A lista de tragédias continua. Alcoolismo? Hectolitros de bebida se encarregaram de abreviar as vidas e as carreiras de Sonny Clark, Hampton Hawes e Oscar Pettiford. Distúrbios mentais? Bud Powell e Phineas Newborn eram assíduos freqüentadores de hospitais psiquiátricos e Henry Grimes permaneceu na indigência entre 1968 e 2002, após haver sofrido um violento colapso que o fez abandonar a carreira e a família. Homicídio? Lee Morgan foi morto a tiros na saída da boate em que se apresentava, por uma ex-namorada, e também às portas de uma boate o baixista Jaco Pastorius foi espancado até a morte. Há o caso extremo de Chet Baker, que passou por quase todo tipo de tragédia – foi preso inúmeras vezes, usou e abusou de todo tipo de droga, perdeu quase todos os dentes após ser agredido brutalmente por traficantes – até a morte, que permanece um mistério: até hoje não se sabe se ele cometeu suicídio, se foi assassinado ou se caiu acidentalmente da janela de um modesto hotel de Amsterdã.

No quesito mortes misteriosas, temos Albert Ayler, cujo corpo foi encontrado boiando no Rio Hudson em 1970, e Wardell Gray – seu cadáver foi encontrado no deserto de Las Vegas em 1955 com o pescoço quebrado. Há fortes indícios (jamais confirmados) de que ambos teriam sido assassinados. Entretanto, o assassinato mais terrível talvez tenha sido o de Jaki Byard. Ele foi morto dentro de sua própria casa, com um tiro na cabeça, no dia 11 de fevereiro de 1999, na cidade de Nova York. Ayler e Gray eram usuários pesados de diversos tipos de entorpecentes e é provável que as drogas tenham sido motivo determinante para ambas as mortes. Byard, ao contrário, era um afável professor, um homem que acreditava no poder redentor da educação, sobretudo por meio da música. Tinha 76 anos.

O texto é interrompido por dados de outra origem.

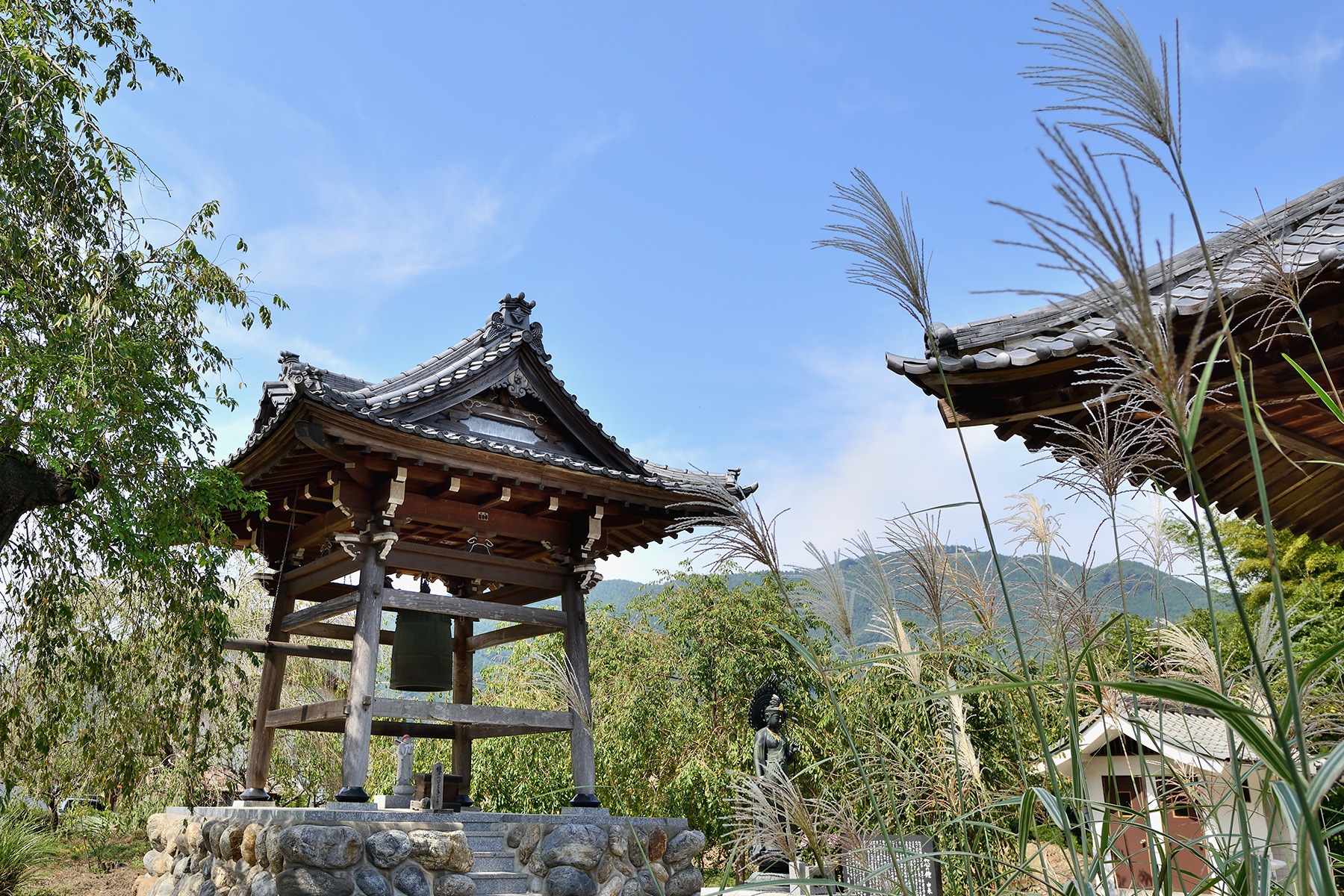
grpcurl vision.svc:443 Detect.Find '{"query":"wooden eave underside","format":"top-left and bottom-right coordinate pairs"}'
top-left (907, 284), bottom-right (1344, 544)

Músico estupendo e de rara versatilidade, John Arthur Byard Jr. firmou sua reputação como pianista, mas dominava com extrema perícia o trombone, o saxofone tenor, o vibrafone e a bateria. Nascido em 1922, com apenas 18 anos já dividia os palcos e estúdios com feras como Ray Nance, Sam Rivers e Earl Bostic. Nos anos 50, associou-se mais regularmente a Herb Pomeroy e Maynard Ferguson, obtendo alguma notoriedade no circuito jazzístico de Boston e despontando como um compositor extremamente promissor.

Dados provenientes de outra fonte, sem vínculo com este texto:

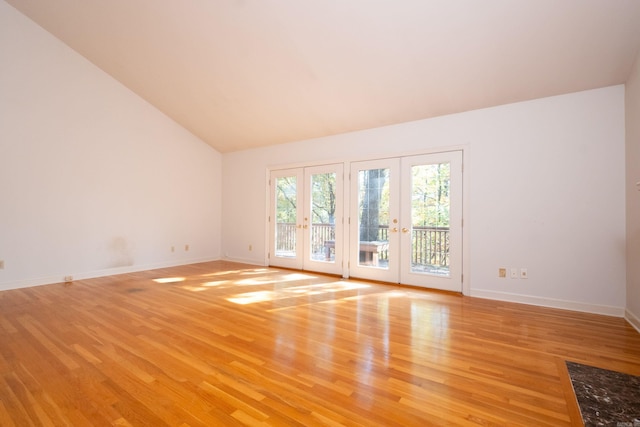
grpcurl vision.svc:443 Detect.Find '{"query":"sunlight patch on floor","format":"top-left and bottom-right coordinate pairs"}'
top-left (153, 277), bottom-right (187, 283)
top-left (227, 281), bottom-right (370, 305)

A partir de 1960, já em Nova York, Jaki desenvolve um prolífico trabalho ao lado do fenomenal Charles Mingus, obtendo excelente repercussão junto ao público e à crítica – é dele o piano que se ouve em obras essenciais como “Mingus Mingus Mingus Mingus Mingus” e “The Black Saint And The Sinner Lady”. Sem prejuízo de sua carreira solo, toca habitualmente com Roland Kirk, Eric Dolphy e Booker Ervin e desenvolve uma respeitada carreira acadêmica, chegando a dar aulas na prestigiosa Harvard University.

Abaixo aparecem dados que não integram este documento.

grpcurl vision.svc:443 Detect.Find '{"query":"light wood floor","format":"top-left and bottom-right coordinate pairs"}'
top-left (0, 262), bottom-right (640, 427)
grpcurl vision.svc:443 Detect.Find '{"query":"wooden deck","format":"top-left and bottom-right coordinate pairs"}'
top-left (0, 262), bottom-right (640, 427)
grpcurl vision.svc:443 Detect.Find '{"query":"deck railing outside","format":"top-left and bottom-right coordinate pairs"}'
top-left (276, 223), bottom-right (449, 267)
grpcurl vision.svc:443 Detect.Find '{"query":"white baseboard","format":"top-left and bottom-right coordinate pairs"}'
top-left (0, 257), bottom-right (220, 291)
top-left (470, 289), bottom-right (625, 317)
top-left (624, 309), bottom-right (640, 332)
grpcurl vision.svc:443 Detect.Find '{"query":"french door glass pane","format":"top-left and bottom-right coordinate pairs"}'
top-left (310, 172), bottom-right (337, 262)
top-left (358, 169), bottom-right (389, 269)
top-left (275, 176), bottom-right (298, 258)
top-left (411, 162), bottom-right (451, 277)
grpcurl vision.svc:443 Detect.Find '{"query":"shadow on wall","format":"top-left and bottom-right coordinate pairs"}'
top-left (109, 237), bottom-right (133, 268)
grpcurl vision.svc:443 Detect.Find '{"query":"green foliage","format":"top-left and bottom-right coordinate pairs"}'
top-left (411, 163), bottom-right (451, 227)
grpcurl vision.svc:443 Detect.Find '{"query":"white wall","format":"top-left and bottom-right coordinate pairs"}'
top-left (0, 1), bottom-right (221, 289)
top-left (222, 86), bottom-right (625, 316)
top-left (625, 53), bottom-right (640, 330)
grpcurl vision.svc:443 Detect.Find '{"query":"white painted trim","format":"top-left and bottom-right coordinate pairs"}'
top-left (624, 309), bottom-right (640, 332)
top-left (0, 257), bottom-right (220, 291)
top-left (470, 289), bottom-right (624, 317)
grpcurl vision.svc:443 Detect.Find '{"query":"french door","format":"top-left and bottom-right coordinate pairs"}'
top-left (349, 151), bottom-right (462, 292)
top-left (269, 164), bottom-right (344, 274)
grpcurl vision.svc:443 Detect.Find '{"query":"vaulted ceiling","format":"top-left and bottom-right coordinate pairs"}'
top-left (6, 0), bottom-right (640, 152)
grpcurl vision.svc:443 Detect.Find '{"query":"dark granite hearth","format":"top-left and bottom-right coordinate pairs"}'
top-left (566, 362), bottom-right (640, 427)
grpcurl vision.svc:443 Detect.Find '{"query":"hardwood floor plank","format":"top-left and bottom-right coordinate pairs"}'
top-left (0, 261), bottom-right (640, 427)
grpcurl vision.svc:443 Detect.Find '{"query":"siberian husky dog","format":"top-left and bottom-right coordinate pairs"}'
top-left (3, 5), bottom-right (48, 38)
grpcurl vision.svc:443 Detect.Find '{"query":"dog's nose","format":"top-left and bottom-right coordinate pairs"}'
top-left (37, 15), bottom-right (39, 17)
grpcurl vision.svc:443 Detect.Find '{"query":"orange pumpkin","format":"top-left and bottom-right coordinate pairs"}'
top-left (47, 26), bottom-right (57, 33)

Em um dos discos mais extraordinários desse grande educador, instrumentista, compositor, arranjador e band leader (formou, na década de 70, uma big band denominada The Apollo Stompers), chamado simplesmente “Here’s Jaki” e lançado pela Prestige, podemos ter uma amostra de sua criatividade e do seu talento. O disco foi gravado em um único dia (14 de março de 1961), no célebre estúdio Englewood Cliffs, sob o comando do incensado Rudy Van Gelder. Compunham o trio outros músicos da mais fina estirpe: Roy Haynes na bateria e Ron Carter no baixo.

Quase todas as músicas são da lavra do próprio pianista e revelam, além do seu total domínio das mais diversas escolas do jazz, que as suas influências extrapolavam as fronteiras do Tio Sam. Com efeito, a primeira música, “Cinco Y Quatro” demonstra a intimidade de Jaki com ritmos latinos, em uma balada com forte tintura cubana, onde o destaque é o baixo infalível de Carter – outro músico bastante antenado com o som produzido ao sul do Equador. Na angulosa “Mellow Septet”, a influência das estruturas modais lançadas por Miles Davis em “Kind of Blue” é facilmente perceptível – há ecos de “So What” pontuando toda a canção.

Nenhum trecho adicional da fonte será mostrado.